Il note qu’après le classement sans suite de la procédure visant l’étudiant pour cause d’infraction insuffisamment caractérisée, le rédacteur de la série de tweets ne revient pas sur ses informations, s’étonnant même de cette décision, c’est-à-dire suggérant la culpabilité du jeune homme. « [Le] manque de recul [du journaliste] vis-à-vis du rapport de police, qu’il cite sans cesse, questionne également sur son impartialité », conclut le requérant.

Recevabilité

La saisine porte sur une série de quinze tweets publiés par le journaliste M. Amaury Bucco, reliés entre eux sous la forme d’un thread (fil), sur son compte personnel ouvert sur la plateforme X (anciennement Twitter). Ces contributions ont été publiées en deux temps : les neuf premiers tweets sont datés du 15 avril 2023, à 23 h 02 ; les cinq suivants du 16 avril 2023, entre 21 h 12 (dixième tweet) et 22 h 15 (dernier tweet).

Le CDJM considère que cet ensemble de textes forment bien un « acte journalistique » au sens de son règlement intérieur. Par ailleurs, leur auteur se présente sur X comme « journaliste police/justice » pour le magazine Valeurs actuelles et comme « chroniqueur police/justice » pour la chaîne CNews. Il décrit et commente un fait d’actualité sur la base, selon son propos, d’« informations recueillies par CNews », et ne se contente pas de livrer une opinion générale ou encore une anecdote personnelle.

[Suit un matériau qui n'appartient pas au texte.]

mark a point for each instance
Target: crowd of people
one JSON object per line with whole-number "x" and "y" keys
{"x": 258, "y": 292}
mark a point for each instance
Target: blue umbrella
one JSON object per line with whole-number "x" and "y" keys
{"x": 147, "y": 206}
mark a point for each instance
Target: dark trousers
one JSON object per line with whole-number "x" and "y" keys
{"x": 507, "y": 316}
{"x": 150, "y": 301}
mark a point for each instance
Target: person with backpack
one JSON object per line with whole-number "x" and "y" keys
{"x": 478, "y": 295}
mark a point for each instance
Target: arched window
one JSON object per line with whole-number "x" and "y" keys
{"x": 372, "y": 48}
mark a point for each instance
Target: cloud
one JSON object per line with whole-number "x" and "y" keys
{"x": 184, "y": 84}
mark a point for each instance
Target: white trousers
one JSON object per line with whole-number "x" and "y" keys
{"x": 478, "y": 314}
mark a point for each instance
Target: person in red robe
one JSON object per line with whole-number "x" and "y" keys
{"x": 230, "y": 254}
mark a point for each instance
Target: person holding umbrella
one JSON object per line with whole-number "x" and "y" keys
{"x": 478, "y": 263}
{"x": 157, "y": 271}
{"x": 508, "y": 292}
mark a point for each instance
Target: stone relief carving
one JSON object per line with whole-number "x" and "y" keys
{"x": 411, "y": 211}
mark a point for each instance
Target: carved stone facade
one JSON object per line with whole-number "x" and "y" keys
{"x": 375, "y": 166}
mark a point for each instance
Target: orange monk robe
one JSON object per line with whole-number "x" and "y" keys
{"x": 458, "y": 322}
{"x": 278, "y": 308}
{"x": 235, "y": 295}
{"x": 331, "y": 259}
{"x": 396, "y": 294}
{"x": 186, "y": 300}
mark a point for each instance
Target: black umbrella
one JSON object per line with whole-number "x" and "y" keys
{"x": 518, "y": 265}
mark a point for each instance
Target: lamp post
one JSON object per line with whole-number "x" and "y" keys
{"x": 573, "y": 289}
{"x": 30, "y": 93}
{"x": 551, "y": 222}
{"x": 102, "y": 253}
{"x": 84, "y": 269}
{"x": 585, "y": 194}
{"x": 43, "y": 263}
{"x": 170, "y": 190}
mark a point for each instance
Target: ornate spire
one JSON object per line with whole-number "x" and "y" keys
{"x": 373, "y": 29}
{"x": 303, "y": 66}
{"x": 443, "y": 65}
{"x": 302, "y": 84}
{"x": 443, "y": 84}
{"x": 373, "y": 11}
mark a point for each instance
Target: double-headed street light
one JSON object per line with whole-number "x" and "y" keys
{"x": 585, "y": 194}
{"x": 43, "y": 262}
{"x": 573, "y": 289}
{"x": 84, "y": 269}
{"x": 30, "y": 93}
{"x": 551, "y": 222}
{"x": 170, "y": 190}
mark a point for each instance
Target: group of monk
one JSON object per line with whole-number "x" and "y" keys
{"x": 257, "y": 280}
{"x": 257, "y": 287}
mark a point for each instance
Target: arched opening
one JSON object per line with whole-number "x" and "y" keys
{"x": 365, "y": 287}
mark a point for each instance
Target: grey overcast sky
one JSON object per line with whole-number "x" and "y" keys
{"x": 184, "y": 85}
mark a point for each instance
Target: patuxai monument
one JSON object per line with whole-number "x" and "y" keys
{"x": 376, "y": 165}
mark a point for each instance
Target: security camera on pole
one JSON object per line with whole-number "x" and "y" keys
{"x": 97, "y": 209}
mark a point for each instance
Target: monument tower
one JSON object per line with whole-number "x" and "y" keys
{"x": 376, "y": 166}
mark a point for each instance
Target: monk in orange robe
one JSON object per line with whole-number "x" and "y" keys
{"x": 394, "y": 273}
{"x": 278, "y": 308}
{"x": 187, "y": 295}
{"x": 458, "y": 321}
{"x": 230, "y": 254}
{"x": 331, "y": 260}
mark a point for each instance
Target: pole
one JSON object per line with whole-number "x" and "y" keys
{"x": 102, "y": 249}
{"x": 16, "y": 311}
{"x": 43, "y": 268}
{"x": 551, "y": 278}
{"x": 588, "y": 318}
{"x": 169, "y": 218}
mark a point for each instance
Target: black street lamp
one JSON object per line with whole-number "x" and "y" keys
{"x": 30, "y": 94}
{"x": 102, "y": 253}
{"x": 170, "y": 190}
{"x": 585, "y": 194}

Règles déontologiques concernées

Les textes déontologiques auxquels le CDJM se réfère précisent les obligations du journaliste :

  • Il « tient l’esprit critique, la véracité, l’exactitude, l’intégrité, l’équité, l’impartialité, pour les piliers de l’action journalistique ; tient l’accusation sans preuve, l’intention de nuire, l’altération des documents, la déformation des faits, le détournement d’images, le mensonge, la manipulation, la censure et l’autocensure, la non-vérification des faits, pour les plus graves dérives professionnelles », selon la Charte d’éthique professionnelle des journalistes (SNJ, 1918/1938/2011).
  • Il doit « respecter la vérité, quelles qu’en puissent être les conséquences pour lui-même, et ce, en raison du droit que le public a de connaître », selon la Déclaration des droits et devoirs des journalistes (Munich, 1971, devoir n° 1).
  • Il doit « respecter les faits et le droit que le public a de les connaître », selon la Charte d’éthique mondiale des journalistes (FIJ, 2019, article 1).
  • Il doit « publier seulement les informations dont l’origine est connue ou les accompagner, si c’est nécessaire, des réserves qui s’imposent » selon la Déclaration des droits et devoirs des journalistes (Munich, 1971, devoir no 3).
  • Il « ne rapportera que des faits dont [il] connaît l’origine, ne supprimera pas d’informations essentielles et ne falsifiera pas de documents. [Il] sera prudent dans l’utilisation des propos et documents publiés sur les médias sociaux », selon la Charte d’éthique mondiale des journalistes (FIJ, 2019, article 3).
  • Il veille à ce que « la notion d’urgence ou d’immédiateté dans la diffusion de l’information ne [prévale] pas sur la vérification des faits, des sources et/ou l’offre de réplique aux personnes mises en cause », selon la Charte d’éthique mondiale des journalistes (FIJ, 2019, article 5).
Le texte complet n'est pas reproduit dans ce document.